Bensheim. Ein Heißluftballon mit einer rot-gelb gestreiften Hülle fliegt über die Bensheimer Weststadt. Von oben blicken die zwei Gäste im Korb auf die Kirche der Evangelischen Stephanusgemeinde, auf Fahrräder, Autos und Straßen. Später schweift der Blick in Richtung Bahnhof, an dem gerade ein roter Zug der Deutschen Bahn vorbeituckert. Dann geht die Ballonfahrt weiter über die katholische Gemeinde Sankt Laurentius, in der Nähe toben Kinder auf einem Spielplatz, rennen auf einer grünen Wiese um die Wette und spielen Fußball. So liebevoll und voller Details ist das Bild der Bensheimer Weststadt auf einem großen Papierbanner gezeichnet. Zwischen den künstlerischen Details stehen in großen Buchstaben Wörter geschrieben wie „Begegnung“, „Beteiligung“ und „Teilhabe“. Schließlich soll das erste Bensheimer Quartiersfest an diesem Wochenende der Auftakt zu etwas Größerem sein.

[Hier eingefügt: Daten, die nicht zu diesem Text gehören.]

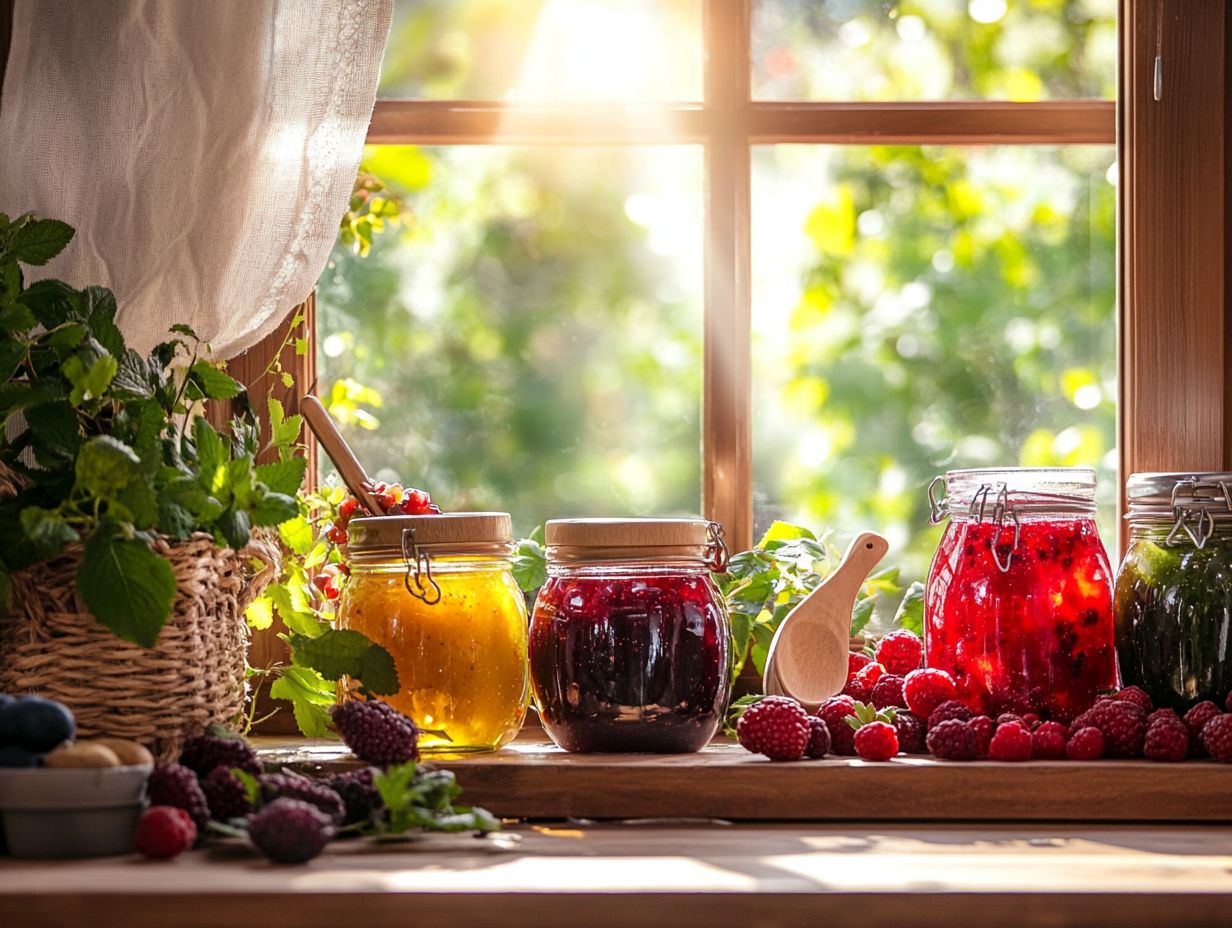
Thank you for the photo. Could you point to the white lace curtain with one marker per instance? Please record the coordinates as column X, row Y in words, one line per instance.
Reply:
column 203, row 150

Unter der Überschrift „Du, Ich, Alle – ein Platz in der Bensheimer Weststadt“ waren die Bewohner am Samstag erstmals eingeladen, sich auszutauschen und Ideen zur Gestaltung ihres Viertels einzubringen. Das Besondere dabei: Obwohl die Veranstaltung in der Kirche Sankt Laurentius der Pfarrei Heilig Geist an der Bergstraße stattfand, tummelten sich an diesem Nachmittag viele Besucher, die man sonst wohl nicht bei einem klassischen Gottesdienst sehen würde. Fast die ganze Religionsvielfalt der Weststadt war vertreten, Zugezogene wie Alteingesessene. Das galt auch für das Alter: Familien mit Kindern waren ebenso offen für Neues wie die Babyboomer und Millennials.

Dazu beigetragen hat nicht zuletzt das breit aufgestellte Organisationsteam: die Kirchengemeinden Stephanus und Laurentius, das Familienzentrum Bensheim, die Katholische junge Gemeinde (ein Jugendverband innerhalb der Gemeinde Laurentius), das Mehrgenerationenhaus des Caritas-Zentrum Franziskushaus und die Kindertagesstätte Sankt Winfried. Unterstützt wurde das Projekt zudem vom Programm „Partnerschaft für Demokratie“, für das sich die Stadt Bensheim bekanntlich erfolgreich beworben hat und das aus Bundesmitteln gefördert wird.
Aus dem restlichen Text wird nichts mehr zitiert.